お気に入りのゴッデンの作品・・・なんだけど、これはちょっと入り込みづらくて、何度目かのトライでやっと読破。話の波に乗り切れたら面白かったんだけどね。しかし今回も、2回も図書館で延長にしてもらっちゃった。

イギリスの小さな町に住む母親と5人の子どもたちは、休暇でフランスを訪れる(でも「バカンス」というほど優雅な旅ではない)。なのに母親が病気に倒れ、子どもたちは南フランスのホテルに居候するはめになり、美しく、静かだけれど波乱に満ちた一夏を過ごす・・・というゴッデンの実体験に基づいたお話だそうな。

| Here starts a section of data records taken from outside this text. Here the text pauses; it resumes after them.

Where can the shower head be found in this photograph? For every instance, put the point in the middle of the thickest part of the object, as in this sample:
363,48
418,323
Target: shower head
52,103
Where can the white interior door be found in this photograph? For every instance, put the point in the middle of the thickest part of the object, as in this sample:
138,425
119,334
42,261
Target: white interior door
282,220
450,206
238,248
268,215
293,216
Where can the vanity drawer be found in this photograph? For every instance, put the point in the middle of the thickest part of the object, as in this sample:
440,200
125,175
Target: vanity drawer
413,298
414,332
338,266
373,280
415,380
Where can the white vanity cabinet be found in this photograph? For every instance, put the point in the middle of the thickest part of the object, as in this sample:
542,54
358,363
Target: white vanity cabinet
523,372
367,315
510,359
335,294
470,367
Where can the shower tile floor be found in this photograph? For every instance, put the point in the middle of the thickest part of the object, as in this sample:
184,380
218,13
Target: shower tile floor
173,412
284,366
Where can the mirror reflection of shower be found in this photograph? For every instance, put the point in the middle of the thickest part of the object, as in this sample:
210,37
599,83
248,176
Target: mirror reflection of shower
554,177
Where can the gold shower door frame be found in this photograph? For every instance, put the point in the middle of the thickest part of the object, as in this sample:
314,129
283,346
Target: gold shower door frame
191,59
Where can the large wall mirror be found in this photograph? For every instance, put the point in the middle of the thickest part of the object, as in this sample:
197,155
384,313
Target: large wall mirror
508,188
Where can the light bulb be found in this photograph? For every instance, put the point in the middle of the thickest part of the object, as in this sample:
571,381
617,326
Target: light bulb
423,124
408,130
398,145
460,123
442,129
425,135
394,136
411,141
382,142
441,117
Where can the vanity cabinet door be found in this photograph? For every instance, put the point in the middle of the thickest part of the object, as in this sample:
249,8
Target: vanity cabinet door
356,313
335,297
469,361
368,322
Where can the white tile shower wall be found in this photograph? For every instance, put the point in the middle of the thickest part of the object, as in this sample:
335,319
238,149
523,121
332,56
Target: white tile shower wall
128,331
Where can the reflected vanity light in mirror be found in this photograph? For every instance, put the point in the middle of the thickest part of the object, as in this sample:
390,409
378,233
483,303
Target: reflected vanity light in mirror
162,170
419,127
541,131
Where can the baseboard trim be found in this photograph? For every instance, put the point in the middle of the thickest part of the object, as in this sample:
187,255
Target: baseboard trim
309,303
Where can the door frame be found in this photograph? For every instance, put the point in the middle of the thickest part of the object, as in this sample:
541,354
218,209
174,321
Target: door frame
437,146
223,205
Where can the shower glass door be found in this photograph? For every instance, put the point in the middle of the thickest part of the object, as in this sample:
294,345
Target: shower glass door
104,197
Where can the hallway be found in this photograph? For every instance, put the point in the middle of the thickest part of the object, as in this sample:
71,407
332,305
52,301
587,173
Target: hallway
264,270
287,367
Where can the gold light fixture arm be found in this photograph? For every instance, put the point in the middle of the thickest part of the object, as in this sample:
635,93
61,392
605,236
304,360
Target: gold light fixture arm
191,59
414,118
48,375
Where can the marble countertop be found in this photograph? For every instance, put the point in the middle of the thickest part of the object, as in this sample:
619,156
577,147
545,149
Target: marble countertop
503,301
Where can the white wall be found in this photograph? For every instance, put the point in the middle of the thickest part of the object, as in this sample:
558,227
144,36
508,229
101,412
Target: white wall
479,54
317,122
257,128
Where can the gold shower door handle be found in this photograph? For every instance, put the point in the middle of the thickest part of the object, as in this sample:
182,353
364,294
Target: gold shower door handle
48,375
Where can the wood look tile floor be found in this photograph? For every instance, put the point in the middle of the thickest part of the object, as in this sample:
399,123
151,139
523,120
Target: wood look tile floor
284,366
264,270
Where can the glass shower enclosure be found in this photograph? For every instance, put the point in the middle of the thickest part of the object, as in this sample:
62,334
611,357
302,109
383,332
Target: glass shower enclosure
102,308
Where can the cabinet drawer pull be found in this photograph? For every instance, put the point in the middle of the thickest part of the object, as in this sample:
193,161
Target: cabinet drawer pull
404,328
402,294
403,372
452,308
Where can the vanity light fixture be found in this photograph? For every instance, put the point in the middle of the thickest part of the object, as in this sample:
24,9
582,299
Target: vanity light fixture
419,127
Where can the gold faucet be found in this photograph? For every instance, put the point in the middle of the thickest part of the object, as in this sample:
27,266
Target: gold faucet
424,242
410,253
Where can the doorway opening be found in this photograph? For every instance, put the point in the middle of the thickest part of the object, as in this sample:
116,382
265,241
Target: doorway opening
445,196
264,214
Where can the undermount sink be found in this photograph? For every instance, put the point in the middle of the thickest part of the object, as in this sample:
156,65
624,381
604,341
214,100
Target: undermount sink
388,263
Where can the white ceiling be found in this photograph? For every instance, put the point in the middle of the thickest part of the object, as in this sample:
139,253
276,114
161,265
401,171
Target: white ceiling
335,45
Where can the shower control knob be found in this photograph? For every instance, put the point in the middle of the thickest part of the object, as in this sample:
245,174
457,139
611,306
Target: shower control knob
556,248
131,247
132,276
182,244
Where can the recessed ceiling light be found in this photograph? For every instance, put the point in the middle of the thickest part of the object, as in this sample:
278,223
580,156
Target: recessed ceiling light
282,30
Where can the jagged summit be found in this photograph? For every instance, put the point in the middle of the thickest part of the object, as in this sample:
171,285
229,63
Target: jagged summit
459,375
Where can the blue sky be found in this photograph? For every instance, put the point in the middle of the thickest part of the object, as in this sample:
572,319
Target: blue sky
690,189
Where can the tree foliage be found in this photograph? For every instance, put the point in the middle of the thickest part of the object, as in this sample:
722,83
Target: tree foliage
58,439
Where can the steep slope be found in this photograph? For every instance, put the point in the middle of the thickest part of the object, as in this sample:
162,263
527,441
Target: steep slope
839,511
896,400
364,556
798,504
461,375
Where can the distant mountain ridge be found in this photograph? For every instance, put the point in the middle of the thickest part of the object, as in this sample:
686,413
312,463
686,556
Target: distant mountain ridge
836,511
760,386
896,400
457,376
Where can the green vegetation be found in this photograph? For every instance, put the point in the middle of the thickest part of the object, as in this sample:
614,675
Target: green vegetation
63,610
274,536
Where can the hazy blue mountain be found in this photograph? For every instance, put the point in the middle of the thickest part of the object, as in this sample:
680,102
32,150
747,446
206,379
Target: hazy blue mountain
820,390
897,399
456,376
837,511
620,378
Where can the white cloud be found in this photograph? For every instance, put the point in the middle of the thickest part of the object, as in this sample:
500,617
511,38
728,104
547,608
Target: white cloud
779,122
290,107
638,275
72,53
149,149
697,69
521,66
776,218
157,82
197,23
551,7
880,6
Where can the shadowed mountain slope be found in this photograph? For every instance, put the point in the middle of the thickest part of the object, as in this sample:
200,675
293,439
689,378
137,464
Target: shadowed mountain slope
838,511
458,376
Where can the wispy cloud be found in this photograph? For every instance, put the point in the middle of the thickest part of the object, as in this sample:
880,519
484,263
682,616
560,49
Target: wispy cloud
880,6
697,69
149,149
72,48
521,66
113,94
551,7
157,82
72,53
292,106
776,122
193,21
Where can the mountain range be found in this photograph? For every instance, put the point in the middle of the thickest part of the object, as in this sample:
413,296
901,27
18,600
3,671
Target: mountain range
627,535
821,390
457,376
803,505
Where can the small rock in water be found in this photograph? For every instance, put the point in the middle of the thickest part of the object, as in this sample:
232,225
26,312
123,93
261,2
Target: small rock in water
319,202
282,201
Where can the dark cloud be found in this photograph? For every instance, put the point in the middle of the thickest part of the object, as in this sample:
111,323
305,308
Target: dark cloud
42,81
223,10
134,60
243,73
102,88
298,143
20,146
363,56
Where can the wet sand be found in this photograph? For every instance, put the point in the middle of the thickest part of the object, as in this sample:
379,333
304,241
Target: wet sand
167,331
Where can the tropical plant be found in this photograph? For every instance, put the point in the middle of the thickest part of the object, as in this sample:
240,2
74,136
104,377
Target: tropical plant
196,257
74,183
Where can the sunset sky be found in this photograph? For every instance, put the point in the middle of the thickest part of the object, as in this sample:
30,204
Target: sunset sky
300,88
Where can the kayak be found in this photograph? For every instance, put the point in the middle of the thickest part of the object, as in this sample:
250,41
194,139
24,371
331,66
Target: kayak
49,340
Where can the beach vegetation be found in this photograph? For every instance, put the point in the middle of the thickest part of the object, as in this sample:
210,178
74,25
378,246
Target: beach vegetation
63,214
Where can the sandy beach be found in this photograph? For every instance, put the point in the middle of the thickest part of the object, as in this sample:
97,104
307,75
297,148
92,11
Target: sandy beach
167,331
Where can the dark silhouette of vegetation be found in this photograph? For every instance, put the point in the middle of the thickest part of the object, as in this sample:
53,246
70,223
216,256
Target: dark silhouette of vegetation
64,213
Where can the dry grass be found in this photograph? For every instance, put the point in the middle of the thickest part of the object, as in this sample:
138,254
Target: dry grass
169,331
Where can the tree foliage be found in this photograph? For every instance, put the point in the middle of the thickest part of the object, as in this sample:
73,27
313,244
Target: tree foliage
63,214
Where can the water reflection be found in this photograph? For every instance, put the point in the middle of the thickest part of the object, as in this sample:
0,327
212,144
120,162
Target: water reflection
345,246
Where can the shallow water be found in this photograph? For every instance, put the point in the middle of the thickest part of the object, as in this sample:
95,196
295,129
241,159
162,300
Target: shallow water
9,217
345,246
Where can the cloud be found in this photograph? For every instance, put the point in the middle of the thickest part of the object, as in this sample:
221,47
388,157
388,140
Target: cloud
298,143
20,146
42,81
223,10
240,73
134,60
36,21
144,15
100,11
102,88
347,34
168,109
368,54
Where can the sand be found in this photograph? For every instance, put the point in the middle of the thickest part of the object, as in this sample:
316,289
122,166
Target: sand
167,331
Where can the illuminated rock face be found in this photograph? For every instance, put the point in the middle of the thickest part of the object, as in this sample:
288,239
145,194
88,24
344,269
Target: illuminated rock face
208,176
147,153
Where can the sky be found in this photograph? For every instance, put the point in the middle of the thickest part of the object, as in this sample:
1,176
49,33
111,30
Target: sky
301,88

2番目で13歳のセシルが語り手役なんだけど、大人になること、大人の女になること、への葛藤。垣間見える、複雑な大人たちの人間関係。美しい16歳の姉・ジョスへの憧れと、嫉妬、入り混じった気持ち。大人になっていく体への視線・・・などなどが、すごくまっすぐに描かれている。いやー、13でこんなに突きつけられるのはすごいわ。でもミステリ仕立てで面白い。The Greengage Summer by Rumer Godden, 1958.

6/18 ホーギー、そして失うことについて。
★52『フィッツジェラルドをめざした男』 デイヴィッド・ハンドラー 河野万里子訳 (講談社文庫) 1992

ホーギー・シリーズ3作目。今回は、鮮烈なデビュー作を放った若き天才作家キャメロン・ノイエスの伝記の仕事が舞い込んだホーギー。まだ20代前半、ハンサムで破天荒で才能があって・・・と全てがそろっているようなノイエス。「スチュアート・ホーグ以来の大型新人」と言われている。

いやー、今回のはテーマがとてもよかった。こういうテーマで一度レポート書いてみたかったくらい(^^;)。これでミステリ小説が書けるなんて素敵。タッチがちょっと軽くなった気はするけれど、面白かった。ホーギー君は、挫折も味わって、でも生きていかなきゃね、というスタンスでそこが好き。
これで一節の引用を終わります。